Gifts of appreciated stock

Gifts of appreciated stock are one of the most tax-wise ways to give.

If you own stock that has appreciated in value and have owned it for more than one year, you can transfer ownership to MAHHC and avoid capital gains tax. You can also still deduct the full fair-market value of the stock from your income taxes, to the extent allowed by law. In other words, you can receive a tax break for the appreciation on which you never pay taxes—and it’s easy to do!

Gifts of real estate

Depending on the method you choose, a gift of real estate to MAHHC may allow you to:

  • Receive an income tax charitable deduction
  • Reduce or eliminate capital gains tax
  • Pay no gift tax on the transfer
  • Reduce your estate administration expenses
  • Relieve the burden of maintenance costs, property taxes, and insurance

Another benefit: you don't have to hassle with selling the real estate.
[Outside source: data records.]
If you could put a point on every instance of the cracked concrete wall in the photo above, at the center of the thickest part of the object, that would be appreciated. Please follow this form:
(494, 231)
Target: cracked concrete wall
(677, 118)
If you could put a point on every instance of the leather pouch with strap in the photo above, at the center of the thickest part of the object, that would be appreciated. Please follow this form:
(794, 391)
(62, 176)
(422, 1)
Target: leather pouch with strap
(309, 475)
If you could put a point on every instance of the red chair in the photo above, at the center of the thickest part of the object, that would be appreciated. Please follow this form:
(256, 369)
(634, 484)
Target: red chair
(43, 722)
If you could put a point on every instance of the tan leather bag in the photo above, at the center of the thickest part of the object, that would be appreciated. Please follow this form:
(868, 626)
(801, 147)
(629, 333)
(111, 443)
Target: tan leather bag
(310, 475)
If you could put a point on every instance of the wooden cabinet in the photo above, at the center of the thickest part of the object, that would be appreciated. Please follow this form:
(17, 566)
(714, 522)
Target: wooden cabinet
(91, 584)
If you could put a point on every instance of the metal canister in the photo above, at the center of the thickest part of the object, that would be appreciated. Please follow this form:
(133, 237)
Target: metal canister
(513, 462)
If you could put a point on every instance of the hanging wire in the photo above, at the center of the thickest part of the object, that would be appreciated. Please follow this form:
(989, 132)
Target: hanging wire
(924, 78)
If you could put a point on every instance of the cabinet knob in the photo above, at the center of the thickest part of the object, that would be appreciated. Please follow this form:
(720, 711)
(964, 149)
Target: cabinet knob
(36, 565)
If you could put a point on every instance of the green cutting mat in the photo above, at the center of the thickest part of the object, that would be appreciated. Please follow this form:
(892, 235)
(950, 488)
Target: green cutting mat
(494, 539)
Simply deed the property directly to MAHHC or ask your attorney to add a few sentences in your will or trust agreement.

You can give real estate to MAHHC in the following ways:

An outright gift – When you make a gift of real estate, you qualify for a federal income tax charitable deduction equal to the property's full fair market value. This deduction lets you reduce the cost of making the gift and frees cash that otherwise would have been used to pay taxes. By donating the property to MAHHC, you also eliminate capital gains tax on its appreciation.

A gift in your will or living trust – A gift of real estate through your will or living trust allows you the flexibility to change your mind and the potential to support our work with a larger gift than you could during your lifetime. In as little as one sentence or two, you can ensure that your support for MAHHC continues after your lifetime.

A retained life estate  You can transfer your residence (or farm) to MAHHC but keep the right to occupy or rent out the property for the rest of your life. You continue to pay real estate taxes, maintenance fees, and insurance on the property. Though MAHHC would not take possession of your home until after your lifetime, since your gift cannot be revoked, you qualify for a federal income tax charitable deduction for a portion of your home's value.

A memorial or endowed gift – A gift of real estate may be a perfect way to honor a loved one in perpetuity. When you make an endowed gift of real estate, your contribution is invested with and becomes part of MAHHC’s endowment, and an annual distribution is made for the purpose at MAHHC you designate. Because the principal remains intact, the fund will generate support for MAHHC in perpetuity.

A Donor-Advised Fund – When you transfer real estate to your Donor-Advised Fund, you avoid capital gains taxes and qualify for a federal income tax charitable deduction based on the fair market value of the property when you itemize your taxes.